The Argentine president, known for his free-market stance, repealed a law that had imposed restrictions on landlords and significantly reduced rental availability.
www.newsweek.com
I am not sure why rent control keeps rearing its ugly head, but I hope we follow Argentina on this.
While the GOP certainly isn't friendly to rent control, many on the right seem to be as ignorant of the iron laws of economics as the dem-controlled places don't seem to understand what raising the minimum wage or controlling rent is going to do. My best friend Steve (he's going to Africa with the missus and me this Saturday), a solid republican, is as good of an example as any.
I give you Texas' "anti-gouging" law (every state-wide elective office has been held by the GOP since 1998, I think). Steve thinks anti-gouging laws are great, and thinks I'm FOS on this.
2 days before Hurricane Harvey made landfall, in my little Houston suburb of 120K people, there wasn't a gas station left with any gas, and all grocery stores were out of water. A lot of people were not in a position to buy a little early and stock up. I don't recall the exact gas price at the time, but if the gas stations had been permitted to double or treble their prices, it would have discouraged a lot of people from filling up all the automobiles and portable gas cans they owned. Water was roughly $5/case. The lucky ones got in early and bought up all the water they could. At $20 - 40/case - and people think nothing of paying $1 or $2 for a bottle of water at the gas station when they stop to fill up and are thirsty - there would have been plenty for everybody. Temporary high prices in response to catastrophic events tend to encourage frugality for everyone.

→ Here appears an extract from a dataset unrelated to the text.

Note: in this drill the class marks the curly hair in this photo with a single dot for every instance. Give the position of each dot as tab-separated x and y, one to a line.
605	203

I mean, it's "nice" that the grocery stores were still showing water at $5/case, even if they didn't have any to sell. Kinda hard to drink "nice" when you're really thirsty. We got 40 - 50" of rain from Harvey. Much of I-10 between Houston and Beaumont (about 70 or 80 miles) was under about 8' of water. While I-10 was impassable, not all roads and highways were. While we couldn't have been resupplied during the 4 days of biblical rain we got, if water and gas prices could have been raised, the suppliers would have taken risks, truck drivers and grocery store workers would have been happy for the overtime, and we'd have started getting resupplied with both within a day or 2 of the end of the storm. It took weeks for the supply of both to stabilize.

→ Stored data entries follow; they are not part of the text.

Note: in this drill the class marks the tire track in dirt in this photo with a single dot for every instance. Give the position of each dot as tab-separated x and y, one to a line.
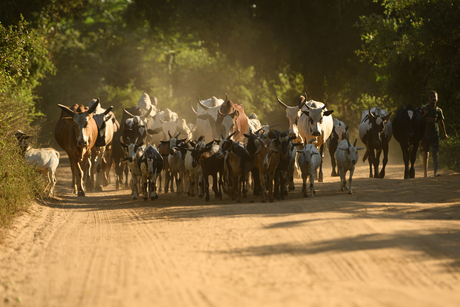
388	243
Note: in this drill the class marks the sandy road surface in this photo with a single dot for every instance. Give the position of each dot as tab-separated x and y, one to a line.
393	242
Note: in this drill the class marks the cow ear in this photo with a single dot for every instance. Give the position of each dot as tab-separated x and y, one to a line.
66	109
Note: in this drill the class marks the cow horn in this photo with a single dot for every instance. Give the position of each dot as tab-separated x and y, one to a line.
203	105
302	101
66	109
282	103
149	112
108	110
193	108
127	113
94	106
370	114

Food and water shortages mean little to me, I've been a prepper for 10 years now. I'm utterly immune to this economic stupidity, at least in this context.

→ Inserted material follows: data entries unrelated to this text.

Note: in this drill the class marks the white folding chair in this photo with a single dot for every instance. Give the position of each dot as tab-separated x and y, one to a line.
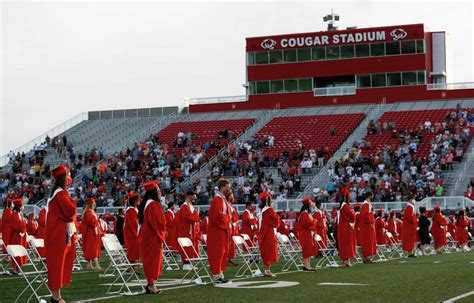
250	265
198	265
124	271
327	254
34	253
32	277
394	245
291	254
3	259
168	258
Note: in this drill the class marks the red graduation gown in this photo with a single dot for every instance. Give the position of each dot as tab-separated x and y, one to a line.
234	232
185	221
218	233
357	229
462	225
6	229
90	235
267	239
410	223
367	230
380	228
59	255
346	232
41	229
170	231
18	235
307	227
321	227
438	230
130	234
152	236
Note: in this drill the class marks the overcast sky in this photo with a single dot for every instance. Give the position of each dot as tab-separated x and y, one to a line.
63	58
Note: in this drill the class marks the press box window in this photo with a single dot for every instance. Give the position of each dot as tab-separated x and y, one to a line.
362	50
263	87
409	47
305	84
304	54
319	53
421	77
276	56
251	58
392	48
291	85
420	46
289	55
347	51
377	49
378	80
261	57
394	79
409	78
363	81
333	52
276	86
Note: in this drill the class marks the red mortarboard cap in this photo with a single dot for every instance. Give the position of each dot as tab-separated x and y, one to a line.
306	200
150	185
264	195
18	202
90	201
59	171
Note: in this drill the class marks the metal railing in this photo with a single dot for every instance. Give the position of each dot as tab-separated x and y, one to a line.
335	91
450	86
209	100
51	133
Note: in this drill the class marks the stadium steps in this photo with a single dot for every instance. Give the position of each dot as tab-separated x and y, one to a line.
458	183
374	112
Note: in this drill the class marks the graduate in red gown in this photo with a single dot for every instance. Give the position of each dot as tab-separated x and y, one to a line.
346	234
17	231
462	225
90	235
357	224
130	228
438	229
307	232
32	225
59	238
186	219
380	228
452	227
152	234
218	232
267	238
367	229
392	226
235	231
6	230
409	228
41	229
249	223
170	229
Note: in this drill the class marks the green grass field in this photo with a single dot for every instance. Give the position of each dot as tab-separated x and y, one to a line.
433	278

Higher prices of course are an incentive for the providers of such things to take greater risks in anticipation of windfalls; and additional players are attracted to the market as well, ensuring a steady (and eventual over- ) supply of those goods, bringing the prices back down to normal.
Not having learned our lesson from that, the same thing started happening during the scamdemic, particularly with toilet paper of all things.
When you see chronic shortages of any consumer good/service (including labor), you can always rest assured that there is some set of laws or regulations at the heart of it. It's as monotonously predictable as gravity.
Few enough on the right seem to understand these things. If you understand them, you're the only dem I know who does.